Who Was "Kitty," the Name to Which the Diary Entries Were Addressed? Frank's diary entries started with a salutation, usually addressed to "Kitty." It's not known exactly who Kitty was; some say Kitty was an imaginary friend, while others think it referred to one of Frank's schoolmates and friends, also nicknamed Kitty. Yet that Kitty denied it was her. Kitty may have been a reference to a book series that Frank liked, too. Additional entries, or letters, were addressed to different people with names like Conny and Emmy.
How Many Volumes Did Anne Frank Write In?
The diary you read in school is actually a mix of two
different volumes -- and Frank wrote even more than those. Frank
started out with the one diary, which was really an autograph book, but
it worked well for daily musings, too. In 1944, Frank was able to listen
to a speech by a Dutch official who had fled to London, and he asked
that anyone keeping records or journals try their best to preserve them.
At that point, Anne actually started to rewrite her diary to make the
entries neater and more official. After the war, Otto Frank, her father,
combined the two different versions into the book that people read
Anne Frank was a ferocious writer and an intense girl. Her friends recalled her as always writing, and that continued as she went into hiding. She had a couple of other volumes of books, one for stories she wrote and one for quotes that she liked to collect and muse upon.
How Did the Diary Survive the War? When Frank and her family were found and arrested, her diary and her other writings were left behind. The Dutch people who had helped hide the family found the writings when they searched the secret apartment. Miep Gies, one of the Franks' close Dutch friends and a member of the group who helped hide the Franks, held onto the writings and gave them to Otto Frank when he returned to Amsterdam. There were a total of five volumes and several loose pages, but only the composite diary was published. Anne's sister Margot apparently had a diary, too, but that was never recovered.
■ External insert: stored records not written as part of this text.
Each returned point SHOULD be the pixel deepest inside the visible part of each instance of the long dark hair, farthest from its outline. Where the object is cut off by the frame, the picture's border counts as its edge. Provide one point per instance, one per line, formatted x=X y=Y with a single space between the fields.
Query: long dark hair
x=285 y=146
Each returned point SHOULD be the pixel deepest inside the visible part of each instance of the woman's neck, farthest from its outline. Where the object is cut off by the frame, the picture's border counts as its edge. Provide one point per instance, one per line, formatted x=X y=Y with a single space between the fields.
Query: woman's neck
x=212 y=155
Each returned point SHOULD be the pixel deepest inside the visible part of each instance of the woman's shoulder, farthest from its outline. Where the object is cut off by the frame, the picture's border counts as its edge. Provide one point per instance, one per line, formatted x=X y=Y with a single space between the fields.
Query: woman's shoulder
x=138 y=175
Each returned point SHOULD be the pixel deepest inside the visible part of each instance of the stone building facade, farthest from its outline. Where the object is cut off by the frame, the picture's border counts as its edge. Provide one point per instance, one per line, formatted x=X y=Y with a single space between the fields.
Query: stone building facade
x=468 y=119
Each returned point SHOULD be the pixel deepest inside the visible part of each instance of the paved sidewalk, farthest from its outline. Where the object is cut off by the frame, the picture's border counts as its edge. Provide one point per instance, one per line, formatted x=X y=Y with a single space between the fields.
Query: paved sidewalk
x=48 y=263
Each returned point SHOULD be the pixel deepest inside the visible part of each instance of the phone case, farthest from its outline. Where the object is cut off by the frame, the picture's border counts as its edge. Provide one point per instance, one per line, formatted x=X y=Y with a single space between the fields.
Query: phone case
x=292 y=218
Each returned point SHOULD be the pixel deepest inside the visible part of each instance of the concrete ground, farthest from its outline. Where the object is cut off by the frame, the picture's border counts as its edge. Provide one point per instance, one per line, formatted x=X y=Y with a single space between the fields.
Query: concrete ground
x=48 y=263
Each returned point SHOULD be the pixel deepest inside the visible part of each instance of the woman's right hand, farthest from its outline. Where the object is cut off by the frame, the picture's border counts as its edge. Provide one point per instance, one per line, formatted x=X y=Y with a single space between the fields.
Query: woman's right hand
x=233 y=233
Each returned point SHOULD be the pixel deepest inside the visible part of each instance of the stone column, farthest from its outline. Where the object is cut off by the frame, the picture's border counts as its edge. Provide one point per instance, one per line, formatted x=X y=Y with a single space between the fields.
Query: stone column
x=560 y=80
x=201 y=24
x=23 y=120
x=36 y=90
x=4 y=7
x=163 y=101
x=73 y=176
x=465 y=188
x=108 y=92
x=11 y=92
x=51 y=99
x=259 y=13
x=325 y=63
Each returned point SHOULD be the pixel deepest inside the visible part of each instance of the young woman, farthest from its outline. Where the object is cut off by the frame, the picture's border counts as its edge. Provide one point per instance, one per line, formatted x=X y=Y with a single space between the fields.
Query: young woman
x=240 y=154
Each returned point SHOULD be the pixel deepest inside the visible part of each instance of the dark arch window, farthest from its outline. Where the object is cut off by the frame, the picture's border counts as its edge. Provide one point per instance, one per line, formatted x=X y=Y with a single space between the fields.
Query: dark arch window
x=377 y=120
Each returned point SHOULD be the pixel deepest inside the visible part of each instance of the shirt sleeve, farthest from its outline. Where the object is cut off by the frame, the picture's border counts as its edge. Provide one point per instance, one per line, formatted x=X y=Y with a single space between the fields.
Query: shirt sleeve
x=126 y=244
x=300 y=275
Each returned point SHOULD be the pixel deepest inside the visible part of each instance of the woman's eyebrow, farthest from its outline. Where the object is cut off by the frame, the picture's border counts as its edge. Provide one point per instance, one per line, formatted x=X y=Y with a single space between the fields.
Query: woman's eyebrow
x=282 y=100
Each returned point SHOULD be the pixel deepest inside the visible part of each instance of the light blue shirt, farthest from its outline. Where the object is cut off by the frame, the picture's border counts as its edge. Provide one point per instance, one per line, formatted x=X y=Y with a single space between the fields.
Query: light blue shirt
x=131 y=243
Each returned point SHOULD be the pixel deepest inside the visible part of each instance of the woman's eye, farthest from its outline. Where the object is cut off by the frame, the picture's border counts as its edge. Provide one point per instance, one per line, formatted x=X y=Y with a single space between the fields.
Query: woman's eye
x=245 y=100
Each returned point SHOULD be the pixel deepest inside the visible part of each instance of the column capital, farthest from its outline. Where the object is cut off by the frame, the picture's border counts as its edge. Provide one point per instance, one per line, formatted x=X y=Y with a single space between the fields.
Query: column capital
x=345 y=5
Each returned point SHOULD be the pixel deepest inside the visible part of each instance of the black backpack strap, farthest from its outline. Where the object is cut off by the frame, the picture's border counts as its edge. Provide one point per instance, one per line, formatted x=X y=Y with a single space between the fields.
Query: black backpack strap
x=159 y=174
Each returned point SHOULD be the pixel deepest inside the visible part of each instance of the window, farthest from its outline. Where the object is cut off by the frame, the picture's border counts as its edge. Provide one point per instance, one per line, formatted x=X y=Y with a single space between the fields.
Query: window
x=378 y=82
What Are the "Five Pages" Not Published From the Diary?
The original version of the published diary was missing five pages, and
for years, no one knew what they contained. In 1999, a friend of Otto
Frank's provided the pages. They contained warnings about how Anne Frank
did not want people to see the diary, which Otto Frank kept secret
because he didn't want people to think he was disrespecting Anne's
wishes. They also contained a lot of insight into the marriage between
Otto Frank and Anne's mother, and Otto Frank wanted to keep such
personal information out of the public eye. Current published versions
(since 1999) of the diary now contain those pages.